FESCo Meeting Minutes (2015-03-04)

Chris Murphy lists at colorremedies.com
Fri Mar 6 20:24:09 UTC 2015

On Fri, Mar 6, 2015 at 11:07 AM, Stephen John Smoogen <smooge at gmail.com> wrote:

>> Do you acknowledge it's a historical fact that the user password for a
>> local device has been exclusively user domain? If no, give
>> counterfactual examples.
> You need to dial back the dialogue a bit. The original email came across as
> an out of control rant that lost me after the third sentence. If instead of
> trying to win "Flame of the Day" award and being less metaphorical and more
> factual.. it might go a long way to having a conversation versus a man and a
> soap box in a park.

That the metaphor doesn't work for you is fine. However, while you
castigate the method, you ignore the questions seeking out the facts =
that which is not in dispute.

>> You said a product can properly mandate otherwise. Where does the
>> authority or sanction come from to do this? Just by saying it is so,
>> and then just by doing it?
> It is a two way street. You own the device. They make the OS. Each is their
> own 'ball' if I am using your original metaphor appropriately. Each sees the
> other as the field the ball gets played on. If you don't like the field that
> your ball is playing on you are free to ask for something to be changed. If
> it doesn't get changed you can go find another field to play on. And vice
> versa.

Your version is not at all the direction I was going in. But I'll go
along with your version....

No other field (OS) asserts any concern for what ball (password) I
bring. Any ball shape and size is accepted. Suddenly, one field's
referee asserts rules that only particular ball sizes and shapes are
allowed. The rules aren't actually specified anywhere, I must show the
ball and the referee either accepts or rejects it on a pass fail
basis. The minimum ball size and acceptable shapes aren't stated in
advance. I merely get binary feedback. By iterating, and making some
assumptions, I can infer the requirement means I can bring a large box
instead of a ball.

And after I pass the referee, I can remove my ball from the box and
use it on the field. Ergo, I'm simply being harassed. I can't take the
referee seriously at all, just appease his demand. Next, the referee
asks for a field wide enforcement of his rule that no one clearly
understands or agrees with; and none of the field managers (product
working groups) even asked for the rule in the first place.

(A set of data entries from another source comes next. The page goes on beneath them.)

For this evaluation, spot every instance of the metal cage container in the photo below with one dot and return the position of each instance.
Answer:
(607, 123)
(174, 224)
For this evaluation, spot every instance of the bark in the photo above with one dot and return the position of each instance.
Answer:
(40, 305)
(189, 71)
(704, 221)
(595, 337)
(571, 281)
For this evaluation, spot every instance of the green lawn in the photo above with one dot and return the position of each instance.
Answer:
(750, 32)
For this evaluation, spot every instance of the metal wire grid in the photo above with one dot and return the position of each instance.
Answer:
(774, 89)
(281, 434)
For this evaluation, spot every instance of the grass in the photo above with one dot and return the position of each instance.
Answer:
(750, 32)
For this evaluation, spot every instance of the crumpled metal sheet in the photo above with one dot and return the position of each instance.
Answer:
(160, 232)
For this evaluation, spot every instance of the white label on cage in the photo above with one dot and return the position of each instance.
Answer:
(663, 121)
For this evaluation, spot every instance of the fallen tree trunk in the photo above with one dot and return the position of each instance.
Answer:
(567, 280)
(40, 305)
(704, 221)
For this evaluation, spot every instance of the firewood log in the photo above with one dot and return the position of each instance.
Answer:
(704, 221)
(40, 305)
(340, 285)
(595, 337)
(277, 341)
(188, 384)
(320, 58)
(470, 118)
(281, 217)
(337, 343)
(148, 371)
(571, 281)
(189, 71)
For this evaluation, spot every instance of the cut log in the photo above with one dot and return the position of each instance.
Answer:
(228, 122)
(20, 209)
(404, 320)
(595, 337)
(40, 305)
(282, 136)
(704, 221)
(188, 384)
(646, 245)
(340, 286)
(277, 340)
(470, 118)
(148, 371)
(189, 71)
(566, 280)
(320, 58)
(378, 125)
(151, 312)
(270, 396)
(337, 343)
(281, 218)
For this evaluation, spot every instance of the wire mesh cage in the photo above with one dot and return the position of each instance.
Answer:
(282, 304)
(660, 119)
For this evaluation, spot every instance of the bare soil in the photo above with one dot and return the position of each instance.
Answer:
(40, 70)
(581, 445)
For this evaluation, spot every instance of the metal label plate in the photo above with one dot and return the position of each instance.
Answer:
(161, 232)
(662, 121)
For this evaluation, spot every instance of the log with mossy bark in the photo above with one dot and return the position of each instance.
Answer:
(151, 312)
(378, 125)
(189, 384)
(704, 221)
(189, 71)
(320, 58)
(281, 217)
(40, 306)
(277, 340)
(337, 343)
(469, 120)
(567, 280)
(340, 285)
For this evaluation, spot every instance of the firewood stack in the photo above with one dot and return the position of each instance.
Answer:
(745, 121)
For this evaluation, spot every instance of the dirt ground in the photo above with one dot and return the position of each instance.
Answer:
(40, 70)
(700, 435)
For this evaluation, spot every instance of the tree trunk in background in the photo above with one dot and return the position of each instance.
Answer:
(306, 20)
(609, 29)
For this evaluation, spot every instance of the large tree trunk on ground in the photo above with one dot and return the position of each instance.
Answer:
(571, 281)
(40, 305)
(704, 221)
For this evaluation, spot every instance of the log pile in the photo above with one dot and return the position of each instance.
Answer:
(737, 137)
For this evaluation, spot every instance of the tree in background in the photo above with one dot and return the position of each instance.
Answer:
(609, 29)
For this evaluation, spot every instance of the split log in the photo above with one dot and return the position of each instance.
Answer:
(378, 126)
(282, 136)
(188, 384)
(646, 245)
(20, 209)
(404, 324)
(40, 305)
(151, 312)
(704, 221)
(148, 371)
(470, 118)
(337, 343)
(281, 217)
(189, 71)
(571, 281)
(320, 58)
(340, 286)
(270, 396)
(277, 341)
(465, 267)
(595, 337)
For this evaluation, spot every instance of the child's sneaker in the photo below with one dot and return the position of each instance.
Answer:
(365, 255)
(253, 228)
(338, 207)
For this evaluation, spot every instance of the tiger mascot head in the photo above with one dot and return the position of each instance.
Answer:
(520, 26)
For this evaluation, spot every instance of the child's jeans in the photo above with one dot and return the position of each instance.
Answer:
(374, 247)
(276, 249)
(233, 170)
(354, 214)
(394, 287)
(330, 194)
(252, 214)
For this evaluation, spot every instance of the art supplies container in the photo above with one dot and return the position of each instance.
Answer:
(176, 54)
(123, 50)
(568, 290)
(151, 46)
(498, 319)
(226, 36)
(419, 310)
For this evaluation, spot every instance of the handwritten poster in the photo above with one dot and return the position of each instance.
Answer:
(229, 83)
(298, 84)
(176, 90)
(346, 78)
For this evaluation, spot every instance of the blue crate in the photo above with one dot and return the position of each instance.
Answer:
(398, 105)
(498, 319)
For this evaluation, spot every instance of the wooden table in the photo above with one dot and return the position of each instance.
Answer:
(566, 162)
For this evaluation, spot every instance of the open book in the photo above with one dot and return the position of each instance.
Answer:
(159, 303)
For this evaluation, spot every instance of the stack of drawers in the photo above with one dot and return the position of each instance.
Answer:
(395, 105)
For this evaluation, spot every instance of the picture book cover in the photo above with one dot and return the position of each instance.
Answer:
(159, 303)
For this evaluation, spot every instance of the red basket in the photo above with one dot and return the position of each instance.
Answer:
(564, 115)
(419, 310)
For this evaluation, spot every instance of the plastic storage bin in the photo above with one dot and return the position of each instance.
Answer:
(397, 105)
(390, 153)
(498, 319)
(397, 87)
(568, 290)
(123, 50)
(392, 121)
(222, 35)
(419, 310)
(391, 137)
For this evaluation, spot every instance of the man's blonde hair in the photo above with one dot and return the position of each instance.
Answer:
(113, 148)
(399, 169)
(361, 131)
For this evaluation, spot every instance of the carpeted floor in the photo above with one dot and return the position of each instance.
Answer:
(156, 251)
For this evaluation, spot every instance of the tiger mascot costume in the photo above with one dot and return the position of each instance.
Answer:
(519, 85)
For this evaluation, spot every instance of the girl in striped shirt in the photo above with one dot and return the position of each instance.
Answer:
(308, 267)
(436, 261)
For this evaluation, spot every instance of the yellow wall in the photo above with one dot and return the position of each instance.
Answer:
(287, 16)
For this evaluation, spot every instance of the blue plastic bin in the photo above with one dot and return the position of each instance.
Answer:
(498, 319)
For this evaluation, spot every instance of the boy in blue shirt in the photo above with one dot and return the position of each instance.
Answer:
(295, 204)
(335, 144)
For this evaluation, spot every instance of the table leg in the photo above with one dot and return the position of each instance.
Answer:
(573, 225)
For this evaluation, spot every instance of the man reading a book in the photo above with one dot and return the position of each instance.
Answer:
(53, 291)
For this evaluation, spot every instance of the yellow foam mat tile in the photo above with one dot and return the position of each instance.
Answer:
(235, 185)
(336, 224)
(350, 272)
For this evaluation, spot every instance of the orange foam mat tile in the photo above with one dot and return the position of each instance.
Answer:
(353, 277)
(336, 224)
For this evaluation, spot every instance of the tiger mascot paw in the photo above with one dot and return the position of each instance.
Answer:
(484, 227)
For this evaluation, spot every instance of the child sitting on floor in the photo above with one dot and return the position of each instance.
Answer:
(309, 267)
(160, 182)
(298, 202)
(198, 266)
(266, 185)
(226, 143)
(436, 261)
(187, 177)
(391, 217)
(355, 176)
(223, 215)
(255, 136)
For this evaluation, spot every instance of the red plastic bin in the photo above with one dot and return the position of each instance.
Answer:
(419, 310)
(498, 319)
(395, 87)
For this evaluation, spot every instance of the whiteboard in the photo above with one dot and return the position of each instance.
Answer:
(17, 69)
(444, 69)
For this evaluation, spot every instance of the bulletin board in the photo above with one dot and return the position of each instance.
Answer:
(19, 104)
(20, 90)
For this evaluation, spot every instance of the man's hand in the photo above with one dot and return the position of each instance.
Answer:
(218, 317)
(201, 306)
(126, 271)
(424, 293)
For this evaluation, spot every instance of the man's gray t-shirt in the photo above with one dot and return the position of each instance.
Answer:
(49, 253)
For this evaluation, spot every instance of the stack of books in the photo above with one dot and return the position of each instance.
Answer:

> I am not saying this is the best way to handle things, but when everyone
> seems that the only way to communicate is jumping up and down on a soap box
> claiming the other side is completely in the wrong.. "how to handle things
> better" has long been thrown out.

Fedora has a rather Socratic mechanism for avoiding this. Twice now,
Anaconda hasn't voluntarily submitted to this process on the same
issue of password UI behavior. And therefore a heated debate was
inevitable in my opinion.

Anaconda has made an unasked for and abrupt change without having met
a reasonable burden of proof for the claim this is necessary, again
this is two for two. Then, as now, in over 100 emails, there are no
proponents for the change outside Anaconda. And now, no proponents of
the change by any product working groups.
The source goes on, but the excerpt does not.